その他の機能としては、燃費履歴やエンジンオイル等のメンテナンス間隔を管理できる車両情報画面、あるいは左サイドの死角を映し出すサイドブラインドモニター機能が備わる。またタイプPには駐車ガイド付の最新型アラウンドビューモニターも装備されるなど、内容はかなりの大盤振る舞いだ。計11スピーカーのBOSEサウンドシステムは全車標準となっている。
後席も若干「クーペとSUVの融合」風
乗降性のいい前席とは違い、後席で最初に戸惑うのが乗降時の足もとの狭さ。特に降りる時は、Bピラー付け根に足を引っかけそうになる。座ってしまえばしっかりした姿勢が取れるし、ヘッドルームから足先までちゃんと空間もあるが、やはり広々感には欠けるところで、背もたれの角度もやや立ち気味。フットルームもつま先を前席の下に入れることで稼いだものだ。

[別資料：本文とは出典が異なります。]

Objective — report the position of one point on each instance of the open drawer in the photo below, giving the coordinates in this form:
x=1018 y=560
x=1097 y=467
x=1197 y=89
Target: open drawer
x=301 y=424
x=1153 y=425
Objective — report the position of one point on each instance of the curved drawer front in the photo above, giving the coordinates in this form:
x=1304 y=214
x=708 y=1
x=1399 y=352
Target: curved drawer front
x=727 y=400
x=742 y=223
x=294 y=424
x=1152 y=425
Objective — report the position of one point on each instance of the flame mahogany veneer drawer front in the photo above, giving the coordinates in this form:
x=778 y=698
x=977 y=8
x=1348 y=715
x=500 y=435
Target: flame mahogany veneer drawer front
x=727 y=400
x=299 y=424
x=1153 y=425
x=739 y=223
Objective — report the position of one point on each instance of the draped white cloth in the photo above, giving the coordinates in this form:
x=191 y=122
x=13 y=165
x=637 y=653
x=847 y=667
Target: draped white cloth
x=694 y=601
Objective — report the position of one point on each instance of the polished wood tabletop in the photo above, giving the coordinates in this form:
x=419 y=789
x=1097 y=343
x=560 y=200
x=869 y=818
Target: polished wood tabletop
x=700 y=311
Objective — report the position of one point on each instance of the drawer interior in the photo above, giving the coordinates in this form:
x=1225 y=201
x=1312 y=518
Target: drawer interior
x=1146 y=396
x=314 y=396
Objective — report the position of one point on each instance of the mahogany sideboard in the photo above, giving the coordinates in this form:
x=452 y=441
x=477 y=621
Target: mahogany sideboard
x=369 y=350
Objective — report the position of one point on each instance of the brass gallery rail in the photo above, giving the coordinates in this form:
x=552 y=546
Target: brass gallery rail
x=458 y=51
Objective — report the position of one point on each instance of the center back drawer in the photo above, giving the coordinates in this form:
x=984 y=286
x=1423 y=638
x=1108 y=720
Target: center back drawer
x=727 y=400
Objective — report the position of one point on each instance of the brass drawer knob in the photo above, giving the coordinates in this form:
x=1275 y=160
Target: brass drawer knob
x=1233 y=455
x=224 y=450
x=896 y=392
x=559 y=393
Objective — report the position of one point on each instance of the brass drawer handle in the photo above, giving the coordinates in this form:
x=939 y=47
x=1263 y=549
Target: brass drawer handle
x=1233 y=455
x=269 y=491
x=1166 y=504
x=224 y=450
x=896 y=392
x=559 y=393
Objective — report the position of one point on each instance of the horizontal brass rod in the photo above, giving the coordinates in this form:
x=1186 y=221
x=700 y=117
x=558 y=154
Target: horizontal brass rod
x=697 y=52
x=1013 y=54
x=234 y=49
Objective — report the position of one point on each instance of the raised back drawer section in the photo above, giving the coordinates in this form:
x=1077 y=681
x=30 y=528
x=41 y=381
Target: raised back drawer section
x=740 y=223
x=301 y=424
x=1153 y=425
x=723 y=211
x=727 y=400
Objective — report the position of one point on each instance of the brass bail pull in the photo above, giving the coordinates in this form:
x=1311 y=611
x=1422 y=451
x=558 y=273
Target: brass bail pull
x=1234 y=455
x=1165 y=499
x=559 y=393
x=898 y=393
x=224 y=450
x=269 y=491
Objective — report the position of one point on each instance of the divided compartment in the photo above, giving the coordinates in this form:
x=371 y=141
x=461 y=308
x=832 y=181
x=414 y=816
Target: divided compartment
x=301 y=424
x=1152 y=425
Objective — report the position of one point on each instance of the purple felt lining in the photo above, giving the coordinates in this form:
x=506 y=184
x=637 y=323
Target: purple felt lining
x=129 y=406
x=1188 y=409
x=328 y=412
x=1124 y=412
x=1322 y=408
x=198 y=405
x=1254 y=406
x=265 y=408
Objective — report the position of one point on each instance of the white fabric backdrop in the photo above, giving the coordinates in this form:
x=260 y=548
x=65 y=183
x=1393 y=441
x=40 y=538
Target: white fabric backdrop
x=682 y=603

空間的には何となくCセグメントのコンパクトカーに近い感じで、このあたりも「クーペとSUVの融合」なのかと思うが、当然スカイラインクーペよりは実用的だ。
なお、「タイプP」には運転席ヘッドレストの後ろ側に、コートハンガーを内蔵する。よくあるフックではなく、それより大きめのハンガー風であるのが特徴だ。
トランクは小さめだが、電動復帰タイプの可倒式シートを採用
「ワゴン」だと思ってリアゲートを開けると、がっかりしてしまう小さな荷室。そうかこの瞬間が「クーペとの融合」という感じ。上品なメッキハンドルの付いたトノカバー、敷き詰められたカーペット、傾斜したリアゲートなどを見ていると、アウディTTが思い出されたが、もちろん容量はそれなりにある。ゴルフバッグはスカイラインクーペの2個、同セダンの4個に対して、3個ないし最大4個とのこと。
さらにワゴン的な能力を期待する向きには、ちゃんとサプライズが用意されている。ムラーノでも採用された電動復帰タイプのリモコン可倒式リアシートがそれだ。ワンタッチで背もたれが倒れ、さらにワンタッチで背もたれを元に戻せるタイプだ。ムラーノではオプション設定だったが、今回は全車標準となっている。
背もたれを倒せば、天地の余裕は今ひとつだが、ほぼフラットな荷室空間が簡単に作り出せる。アウトバックとは正反対で積載性は低いが、なにぶんこれも「クーペとSUVの融合」ゆえ。
また床下に収納スペースはなく、巨大な18インチの応急用スペアタイヤとBoseのアンプ内蔵ウーファーボックスが収まる。このあたりもクーペ風だ。